Re: [PATCH] usb: hcd: xhci: Add set command timer delay API

From: Hardik Gajjar
Date: Mon Sep 04 2023 - 05:58:13 EST


On Tue, Aug 29, 2023 at 04:57:54PM +0300, Mathias Nyman wrote:
> On 21.8.2023 12.55, Hardik Gajjar wrote:
> > On Fri, Aug 18, 2023 at 04:18:30PM +0300, Mathias Nyman wrote:
> > > On 18.8.2023 12.23, Hardik Gajjar wrote:
> > > > xHCI driver starts the response timer after sending each
> > > > command to the device. The default value of this timer is
> > > > 5 seconds (XHCI_CMD_DEFAULT_TIMEOUT = HZ*5). This seems
> > > > too high in time crtical use case.
> > > >
> > > > This patch provides an API to change the default value of
> > > > the timer from the vendor USB driver.
> > > >
> > > > The default value will be XHCI_CMD_DEFAULT_TIMEOUT (5 sec)
> > > >
> > > > Use case:
> > > > According to the Smartphone integration certification
> > > > requirement in the automotive, the phone connected via USB
> > > > should complete enumeration and user space handshake
> > > > within 3 sec.
> > >
> > > The above incorrectly makes it sound as if the command timeout
> > > timer causes the delay.
> > >
> > Thank you, Mathias, for your prompt response. I will enhance the message
> > to provide more specificity in the subsequent patch.
> > > >
> > > > Reducing the response waiting time by setting the smaller
> > > > command timer delay helps to speed up overall re-enumeration
> > > > process of the USB device in case of device is not responding
> > > > properly in first enumeration iteration.
> > >
> > > So is this a case where addressing a usb device behind xHC always
> > > fail on the first attempt, i.e. address device command in xhci
> > > never completes. Solution proposed here is to fail faster and
> > > retry?
> > >
> > > Is the rootcause known why first enumeration fails?
> > >
> > > Does setting old_scheme_first module parameter help?
> > >
> > Yes, you are correct. The problem occurs when setting the address,
> > and in such cases, this patch helps to fail faster and retry.
> >
> > Unfortunately, the root cause is unknown. This problem is mainly
> > observed with Android phones. Upon analyzing the USB analyzer logs,
> > it seems that the device is not responding to the SET_ADDRESS request.
>
> Is this only seen when connecting the device to a Linux xHCI host at USB 3 speeds?
> How about connecting to a windows machine? or USB 2 Linux machine with a EHCI host?
I could not able to reproduce the issue when connecting the
phone to x86 Ubuntu20.04 machine.

In our setup, we have a arm64 target with a DWC3 USB3 IP core,
connected through a USB hub (specifically designed for automotive use)
to the Android phone. Interestingly,when replicating this setup with
the x86 Ubuntu machine, we encountered a discrepancy.

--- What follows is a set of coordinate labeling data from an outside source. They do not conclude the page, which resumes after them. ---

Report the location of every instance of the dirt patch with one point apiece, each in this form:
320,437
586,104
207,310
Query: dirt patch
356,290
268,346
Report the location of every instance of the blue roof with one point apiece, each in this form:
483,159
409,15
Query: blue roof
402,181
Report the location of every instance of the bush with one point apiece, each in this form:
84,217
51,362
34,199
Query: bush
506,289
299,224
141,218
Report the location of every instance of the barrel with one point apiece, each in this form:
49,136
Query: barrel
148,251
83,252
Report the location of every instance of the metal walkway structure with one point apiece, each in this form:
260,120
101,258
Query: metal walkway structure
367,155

The primary difference between the two setups lies in the utilization
of the DWC3 USB IP core.

Working Case:

0,HS,202,0:17.672.512,1.333 us,8 B,I,00,00,SETUP txn (SPLIT),80 06 00 01 00 00 40 00
1,HS,203,0:17.672.512,83 ns,4 B,,00,00, SPLIT packet,78 0D 03 70
1,HS,204,0:17.672.513,66 ns,3 B,,00,00, SETUP packet,2D 00 10
1,HS,205,0:17.672.513,200 ns,11 B,,00,00, DATA0 packet,C3 80 06 00 01 00 00 40 00 DD 94
1,HS,206,0:17.672.514,33 ns,1 B,,00,00, ACK packet,D2
0,HS,207,0:17.672.535,5.625.983 ms,,I,00,00,[256 CSPLIT-SETUP-NYET],

Non-Working Case:

0,HS,164,0:10.982.303,3.116 us,8 B,I,00,00,SETUP txn (SPLIT-STALL),00 05 04 00 00 00 00 00
1,HS,165,0:10.982.303,83 ns,4 B,,00,00, SPLIT packet,78 01 02 A0
1,HS,166,0:10.982.303,66 ns,3 B,,00,00, SETUP packet,2D 00 10
1,HS,167,0:10.982.304,200 ns,11 B,,00,00, DATA0 packet,C3 00 05 04 00 00 00 00 00 EB 70
1,HS,168,0:10.982.304,50 ns,1 B,,00,00, ACK packet,D2
1,HS,169,0:10.982.305,866 ns,,,00,00, CSPLIT-SETUP-STALL,
2,HS,170,0:10.982.305,83 ns,4 B,,00,00, SPLIT packet,78 81 02 78
2,HS,171,0:10.982.306,66 ns,3 B,,00,00, SETUP packet,2D 00 10
2,HS,172,0:10.982.306,50 ns,1 B,,00,00, STALL packet,1E

Upon close inspection of the USB analyzer data for both cases,
it becomes evident that a STALL packet consistently appears in
the non-working scenario.

This stands in contrast to the working case, where the channel
remains open, allowing for the successful execution of the following
high-speed enumeration commands.

In the event of a stall, we require an interruption from the host to
resume communication.
Given that there is a fixed 5-second command delay, this interruption
can only occur after this timeout period.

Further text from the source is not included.